Despite the success of statins for both primary and secondary prevention, many patients continue to have a high residual risk of cardiovascular events related to sub-optimal lipid control.  One approach to raising HDL cholesterol is to inhibit the cholesteryl ester transfer protein (CETP), a plasma protein that promotes the transfer of cholesteryl esters from HDL and other lipoprotein fractions, with inhibition of CETP increasing HDL, and concomitantly lowering LDL.  The first CETP inhibitor to make it to Phase III trial was torcetrapib in the ILLUMINATE study, but this was terminated early after the drug was shown to paradoxically cause an excess of deaths and cardiovascular events.  Analysis of these results suggested that torcetrapib was acting off-target and increasing blood pressure, and that the adverse effects were not related to CETP inhibition per se.  While torcetrapib was hastily jettisoned, development on other CETP inhibitors has continued and in this large study the safety of anacetrapib was assessed.

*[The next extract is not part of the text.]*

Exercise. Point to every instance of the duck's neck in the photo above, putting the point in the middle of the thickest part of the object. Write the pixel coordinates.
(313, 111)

In a randomized, double-blind, placebo-controlled trial in patients with coronary heart disease or at high risk for coronary heart disease who were taking a statin, 1623 individuals were assigned to receive 100 mg of anacetrapib or placebo daily for 18 months.  The primary end points were the percent change from baseline in LDL cholesterol at 24 weeks (HDL cholesterol level was a secondary end point) and the safety and side-effect profile of anacetrapib through 76 weeks.  Cardiovascular events and deaths were prospectively adjudicated.  By 24 weeks, the LDL cholesterol level had been reduced from 2.1 mmol/l to 1.2 mmol/l in the anacetrapib group, as compared with a reduction from 2.1 mmol/l to 2.0 mmol/l in the placebo group (a 39.8% reduction with anacetrapib, P<0.001).  In addition, the HDL cholesterol level increased from 1.0 mmol/l to 2.6 mmol/l in the anacetrapib group, as compared with an increase from 1.0 mmol/l to 1.2 mmol/l in the placebo group (a 138.1% increase with anacetrapib, P<0.001). Through 76 weeks, no changes were noted in blood pressure or electrolyte or aldosterone levels with anacetrapib as compared with placebo. Prespecified adjudicated cardiovascular events occurred in 16 patients treated with anacetrapib (2.0%) and 21 patients receiving placebo (2.6%) (P = 0.40). The prespecified Bayesian analysis indicated that this event distribution provided a predictive probability of 94% that anacetrapib would not be associated with a 25% increase in cardiovascular events, as seen with torcetrapib.

Conclusions

Treatment with anacetrapib had robust effects on LDL and HDL cholesterol, had an acceptable side-effect profile, and, within the limits of power of this study, did not result in the adverse cardiovascular effects observed with torcetrapib.  Larger studies will be needed to assess its efficacy on relevant clinical outcomes.

• Cannon CP, Shah S, Dansky HM et al.  Safety of anacetrapib in patients with or at high risk for coronary heart disease. N Engl J Med. 2010 Dec 16;363(25):2406-15.